Les pieds sur un plancher intangible, dansant pour y trouver prise, tout s’effondre sous le poids de mes avancées. Je navigue dans un chaos mental sans certitudes auxquelles me rattacher. Pendant quelques instants j’envie mes prédécesseurs qui, dans leur grande naïveté, osaient prendre point d’appuis sur une idée dure comme le roc sans se soucier de la fragilité de sa base. Plus mon univers s’élargit et que ma compréhension du monde s’enrichit de nuances, plus il m’est difficile de prendre position. Je suis condamné à errer dans une mer de relativité.
J’ai pris conscience que tout est une question de choix, mais que nos choix ne sauraient pouvoir se classer comme bon ou mauvais. Notre monde est celui de petits rois consommateurs, une masse de sur individualisés. Notre pouvoir d’achat de choix avantage un groupe au détriment d’autres.
Dans ce monde, la légitimité est illusoire. Tout est légitime, mais rien ne l’est à la fois. C’est après coup qu’on cherche à prouver qu’on a raison d’avoir agit. Rapport de force oblige, la plus grande gueule a le dernier mot. L’avenir appartient à celui qui sait communiquer.
Je me penche sur ce monde d’animaux sociaux et je me demande: Est-il possible de dépasser cette attitude intellectuelle qui sous tend un éclatement de toutes “vérités” et qui mène à un état d’apesanteur de l’esprit? Est-il réellement souhaitable de s’accrocher à de fausses certitudes (idéologiques, religieuses…) pour ne plus avoir à se torturer l’esprit?
Pour le commun des mortels, ses pensées et croyances sont calquées en bonne partie sur celles de son groupe d’appartenance. À mon avis, cette personne n’est pas libre, mais adaptée à une situation.

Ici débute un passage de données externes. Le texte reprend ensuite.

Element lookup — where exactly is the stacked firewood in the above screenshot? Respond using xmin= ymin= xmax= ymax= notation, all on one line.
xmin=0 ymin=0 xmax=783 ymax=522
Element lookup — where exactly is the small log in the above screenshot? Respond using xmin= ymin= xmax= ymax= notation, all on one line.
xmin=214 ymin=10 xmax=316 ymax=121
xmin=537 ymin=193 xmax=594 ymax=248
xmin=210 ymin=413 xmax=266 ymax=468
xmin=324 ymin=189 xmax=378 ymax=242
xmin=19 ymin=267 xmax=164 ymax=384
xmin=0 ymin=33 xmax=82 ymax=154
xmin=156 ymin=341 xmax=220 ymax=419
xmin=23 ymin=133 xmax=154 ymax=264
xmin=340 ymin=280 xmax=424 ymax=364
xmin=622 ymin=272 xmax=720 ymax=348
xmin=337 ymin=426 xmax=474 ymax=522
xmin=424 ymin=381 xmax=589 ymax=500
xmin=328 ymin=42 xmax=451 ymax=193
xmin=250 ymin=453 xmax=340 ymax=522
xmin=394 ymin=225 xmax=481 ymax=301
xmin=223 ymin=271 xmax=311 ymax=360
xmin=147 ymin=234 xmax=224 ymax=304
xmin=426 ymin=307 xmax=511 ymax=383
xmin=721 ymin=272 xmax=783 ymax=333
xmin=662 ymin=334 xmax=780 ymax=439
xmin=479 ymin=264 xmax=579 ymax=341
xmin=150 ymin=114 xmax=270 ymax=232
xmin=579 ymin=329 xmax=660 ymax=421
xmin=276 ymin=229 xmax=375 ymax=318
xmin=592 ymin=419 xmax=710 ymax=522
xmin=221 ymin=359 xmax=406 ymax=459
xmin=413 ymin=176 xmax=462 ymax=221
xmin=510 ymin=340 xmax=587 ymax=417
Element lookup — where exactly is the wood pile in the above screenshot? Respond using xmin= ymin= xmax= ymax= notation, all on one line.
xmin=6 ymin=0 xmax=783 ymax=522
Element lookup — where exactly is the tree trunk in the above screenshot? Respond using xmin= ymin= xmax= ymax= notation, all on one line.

Tant qu’elle ne se remet pas en question, elle ne ne bouleverse pas l’équilibre de son microcosme. Toutes influences étrangères sont susceptibles de passer dans un processus d’acceptation ou de rejet selon leur capacité de faire sens avec le reste du bagage intellectuel accumulé.
L’acceptation passive des influences n’est pas problématiques en soi. Elle permet de mieux se fondre dans la société qui commande une telle pratique. Nous devons prendre position afin que les rouages du système puissent être en marche. Le problème survient lorsque nous sommes amenés à analyser cette société. Comment y arriver sans être biaisé?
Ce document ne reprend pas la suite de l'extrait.